The discovery of Titan’s remains has ended a frantic four-day search to locate the ship, after it lost contact with its surface ship, HMS Polar Prince, on Sunday morning.
The ship’s operator Oceangate confirmed that five people on board – its chief executive Stockton Rush, Pakistani businessman Prince Dawood and his son Sulaiman Dawood, British businessman Hamish Harding and Paul-Henri Nargiolet, a French explorer – were presumed dead.
“Now we believe (them). , , Tragically, they have been lost,” the company said in a statement. “These men were true explorers with a distinctive spirit of adventure and a deep passion for exploring and protecting the world’s oceans.”
A remotely operated vehicle launched from the Horizon Arctic ship as part of the search operation detected the Titanic’s nose cone on Thursday morning, located approximately 1,600 feet from the Titanic’s bow.
The ROV later found a large debris field containing the forward end of the ship’s pressure hull. The aft end of the hull was later discovered in another small debris field.

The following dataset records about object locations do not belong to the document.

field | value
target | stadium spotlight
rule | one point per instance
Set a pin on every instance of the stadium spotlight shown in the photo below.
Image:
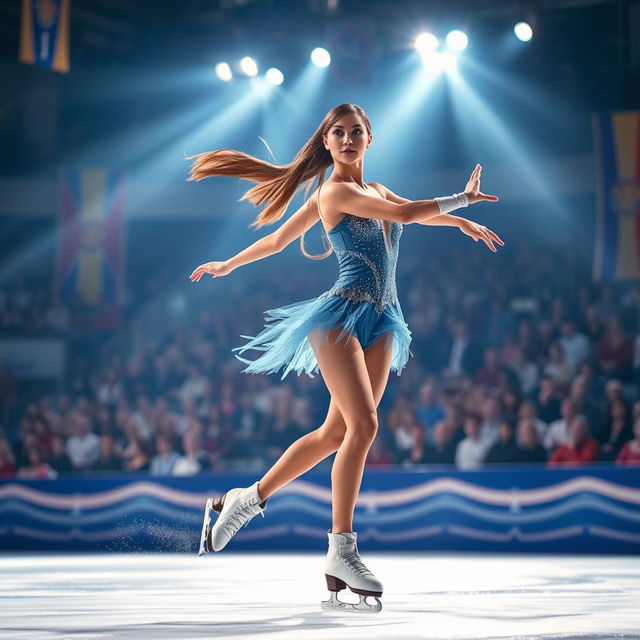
(223, 71)
(274, 76)
(320, 57)
(249, 66)
(457, 40)
(523, 31)
(426, 43)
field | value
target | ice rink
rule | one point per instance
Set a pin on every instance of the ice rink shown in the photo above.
(240, 595)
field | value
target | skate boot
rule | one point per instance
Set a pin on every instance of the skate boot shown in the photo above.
(235, 508)
(343, 568)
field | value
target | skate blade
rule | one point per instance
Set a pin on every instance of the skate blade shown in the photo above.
(205, 525)
(333, 604)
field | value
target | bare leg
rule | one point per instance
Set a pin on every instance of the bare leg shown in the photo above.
(313, 447)
(344, 370)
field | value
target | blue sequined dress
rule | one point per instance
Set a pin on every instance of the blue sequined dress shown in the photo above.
(363, 301)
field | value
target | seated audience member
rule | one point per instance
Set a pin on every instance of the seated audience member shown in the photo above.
(83, 448)
(558, 368)
(558, 430)
(429, 410)
(488, 373)
(37, 467)
(378, 455)
(615, 351)
(444, 446)
(505, 449)
(525, 370)
(529, 448)
(163, 462)
(462, 353)
(109, 459)
(194, 459)
(491, 413)
(616, 430)
(547, 400)
(471, 450)
(529, 411)
(584, 404)
(59, 459)
(7, 459)
(415, 454)
(630, 452)
(580, 448)
(141, 458)
(575, 344)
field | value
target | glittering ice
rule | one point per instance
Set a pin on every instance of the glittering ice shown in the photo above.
(241, 595)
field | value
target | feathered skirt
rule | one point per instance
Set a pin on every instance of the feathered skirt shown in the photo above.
(285, 338)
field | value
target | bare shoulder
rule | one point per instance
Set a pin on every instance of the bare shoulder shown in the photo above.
(381, 189)
(329, 198)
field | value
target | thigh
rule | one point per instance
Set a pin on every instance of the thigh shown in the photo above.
(344, 371)
(378, 362)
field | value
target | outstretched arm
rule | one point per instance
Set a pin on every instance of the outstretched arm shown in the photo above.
(441, 220)
(468, 227)
(304, 218)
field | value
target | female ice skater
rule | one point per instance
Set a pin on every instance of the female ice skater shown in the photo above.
(354, 333)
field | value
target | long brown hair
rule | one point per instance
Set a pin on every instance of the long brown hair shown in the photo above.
(277, 184)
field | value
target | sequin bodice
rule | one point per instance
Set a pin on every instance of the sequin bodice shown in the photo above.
(367, 270)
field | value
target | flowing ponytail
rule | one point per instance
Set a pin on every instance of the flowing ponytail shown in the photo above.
(277, 184)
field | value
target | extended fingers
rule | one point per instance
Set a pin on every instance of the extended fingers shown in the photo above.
(496, 237)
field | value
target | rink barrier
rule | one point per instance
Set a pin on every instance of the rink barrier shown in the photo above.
(571, 510)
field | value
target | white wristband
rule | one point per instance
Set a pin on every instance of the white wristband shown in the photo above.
(450, 203)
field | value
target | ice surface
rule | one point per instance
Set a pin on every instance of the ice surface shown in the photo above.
(240, 595)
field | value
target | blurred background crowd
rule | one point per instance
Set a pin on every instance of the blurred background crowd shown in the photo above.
(517, 358)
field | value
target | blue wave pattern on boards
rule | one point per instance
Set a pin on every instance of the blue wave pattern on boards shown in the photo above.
(588, 509)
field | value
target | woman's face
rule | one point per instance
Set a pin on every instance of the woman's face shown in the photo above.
(347, 139)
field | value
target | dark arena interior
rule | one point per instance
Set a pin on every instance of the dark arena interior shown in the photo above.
(367, 269)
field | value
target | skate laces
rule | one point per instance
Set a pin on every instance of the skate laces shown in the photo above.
(239, 517)
(354, 561)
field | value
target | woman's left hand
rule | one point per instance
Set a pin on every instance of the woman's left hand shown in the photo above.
(479, 232)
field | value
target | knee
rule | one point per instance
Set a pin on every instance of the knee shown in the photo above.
(332, 437)
(363, 427)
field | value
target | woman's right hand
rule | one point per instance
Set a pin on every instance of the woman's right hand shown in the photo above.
(214, 268)
(473, 188)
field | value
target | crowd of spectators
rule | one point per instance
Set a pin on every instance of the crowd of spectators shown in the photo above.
(515, 360)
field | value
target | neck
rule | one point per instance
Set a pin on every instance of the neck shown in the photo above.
(349, 172)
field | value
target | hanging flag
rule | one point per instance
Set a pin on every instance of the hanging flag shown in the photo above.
(44, 34)
(91, 248)
(617, 149)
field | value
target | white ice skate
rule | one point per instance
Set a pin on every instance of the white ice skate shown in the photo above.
(235, 508)
(343, 568)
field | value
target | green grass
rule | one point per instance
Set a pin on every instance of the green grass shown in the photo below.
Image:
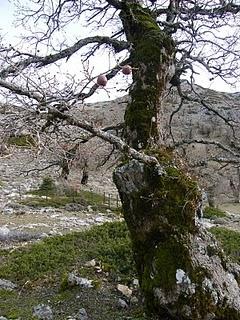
(230, 241)
(210, 212)
(108, 243)
(49, 195)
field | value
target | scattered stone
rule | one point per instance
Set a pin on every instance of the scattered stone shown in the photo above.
(4, 232)
(7, 285)
(43, 312)
(74, 207)
(133, 300)
(91, 263)
(221, 221)
(74, 280)
(82, 314)
(135, 283)
(124, 290)
(122, 304)
(90, 209)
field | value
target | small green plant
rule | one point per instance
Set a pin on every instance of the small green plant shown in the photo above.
(47, 187)
(210, 212)
(230, 241)
(108, 243)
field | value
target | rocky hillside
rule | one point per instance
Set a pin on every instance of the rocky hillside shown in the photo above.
(205, 134)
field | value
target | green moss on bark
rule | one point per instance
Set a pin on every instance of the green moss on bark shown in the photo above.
(151, 56)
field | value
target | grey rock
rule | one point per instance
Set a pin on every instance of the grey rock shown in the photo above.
(43, 312)
(82, 314)
(133, 300)
(82, 282)
(7, 285)
(127, 292)
(4, 232)
(122, 304)
(221, 221)
(74, 207)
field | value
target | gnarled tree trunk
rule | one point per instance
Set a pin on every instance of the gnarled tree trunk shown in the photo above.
(183, 273)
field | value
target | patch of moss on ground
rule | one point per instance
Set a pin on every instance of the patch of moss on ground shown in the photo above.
(48, 195)
(39, 270)
(210, 212)
(230, 241)
(25, 140)
(108, 243)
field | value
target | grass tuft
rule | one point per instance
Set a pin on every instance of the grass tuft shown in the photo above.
(230, 241)
(210, 213)
(108, 243)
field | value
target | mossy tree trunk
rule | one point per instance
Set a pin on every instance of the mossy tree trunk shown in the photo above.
(183, 274)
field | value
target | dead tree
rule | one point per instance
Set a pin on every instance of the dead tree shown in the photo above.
(183, 273)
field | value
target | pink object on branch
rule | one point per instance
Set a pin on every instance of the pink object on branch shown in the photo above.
(102, 80)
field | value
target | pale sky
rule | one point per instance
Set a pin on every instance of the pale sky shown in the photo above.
(101, 64)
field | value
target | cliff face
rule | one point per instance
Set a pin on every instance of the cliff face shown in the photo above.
(206, 135)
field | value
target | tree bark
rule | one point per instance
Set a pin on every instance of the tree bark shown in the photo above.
(183, 273)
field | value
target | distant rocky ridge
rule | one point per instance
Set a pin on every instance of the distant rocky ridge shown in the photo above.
(217, 123)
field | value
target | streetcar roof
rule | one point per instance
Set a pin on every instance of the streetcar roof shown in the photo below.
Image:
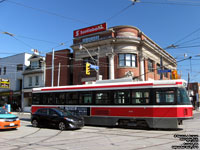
(114, 85)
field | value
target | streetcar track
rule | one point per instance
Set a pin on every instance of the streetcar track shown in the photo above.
(18, 147)
(14, 139)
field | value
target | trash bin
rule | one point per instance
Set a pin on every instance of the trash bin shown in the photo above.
(8, 107)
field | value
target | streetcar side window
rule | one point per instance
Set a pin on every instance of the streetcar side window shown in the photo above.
(86, 98)
(165, 96)
(50, 98)
(140, 97)
(103, 98)
(36, 99)
(72, 98)
(121, 97)
(182, 96)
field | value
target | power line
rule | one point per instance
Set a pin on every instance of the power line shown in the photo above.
(121, 11)
(48, 12)
(171, 3)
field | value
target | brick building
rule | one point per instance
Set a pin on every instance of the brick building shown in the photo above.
(119, 51)
(62, 57)
(194, 93)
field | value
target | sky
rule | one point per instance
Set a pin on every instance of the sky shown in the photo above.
(48, 24)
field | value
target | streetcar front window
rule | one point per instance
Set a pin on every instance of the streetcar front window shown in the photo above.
(165, 96)
(140, 97)
(182, 97)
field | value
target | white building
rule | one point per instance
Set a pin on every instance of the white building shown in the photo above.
(34, 76)
(11, 68)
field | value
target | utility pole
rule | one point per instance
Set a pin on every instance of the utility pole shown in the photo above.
(58, 75)
(52, 68)
(161, 67)
(98, 53)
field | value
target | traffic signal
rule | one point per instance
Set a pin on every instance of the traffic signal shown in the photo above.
(87, 70)
(174, 74)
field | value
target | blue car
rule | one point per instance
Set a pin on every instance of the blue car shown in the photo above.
(8, 120)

Search and rescue teams were in a race against time to track down the Titan within 96 hours of its launch—the time period when the crew would still have had oxygen if the ship had remained intact.
A glimmer of hope appeared for the search effort on Wednesday after patrol planes detected an underwater noise, prompting rescuers to refocus their search efforts. But the Coast Guard said Thursday that there does not appear to be a connection between the wreckage’s location and the sounds.
Mauger said the tragedy could have happened before the rescue effort could begin because sonar surveillance of the area revealed no signs of an explosion during the search.
“We know that as we have been conducting this search during and after the last 72 hours, we have received sonar buoys almost continuously in the water and no catastrophic events have been detected while those sonar buoys were in the water. It’s gone, Mauger said on Thursday.
According to Carl Hartsfield of the Woods Hole Oceanographic Institution, who assisted with the search, the location of the wreckage suggests that there was no collision with the wreckage of the liner.
The search operation will continue in the coming days to locate the wreckage on the ocean floor using an ROV to determine the chronology of events. The investigation of this tragedy is also expected to be announced.
“This was an incredibly complex case and we are still working to develop the details of the timeline associated with this accident and response,” Mauger said.
“We will continue to investigate the wreckage area and I know there are many questions about why and when this happened,” he added. “These are questions about which we will now gather as much information as possible while governments are meeting and discussing what an investigation into an accident of this nature might look like.”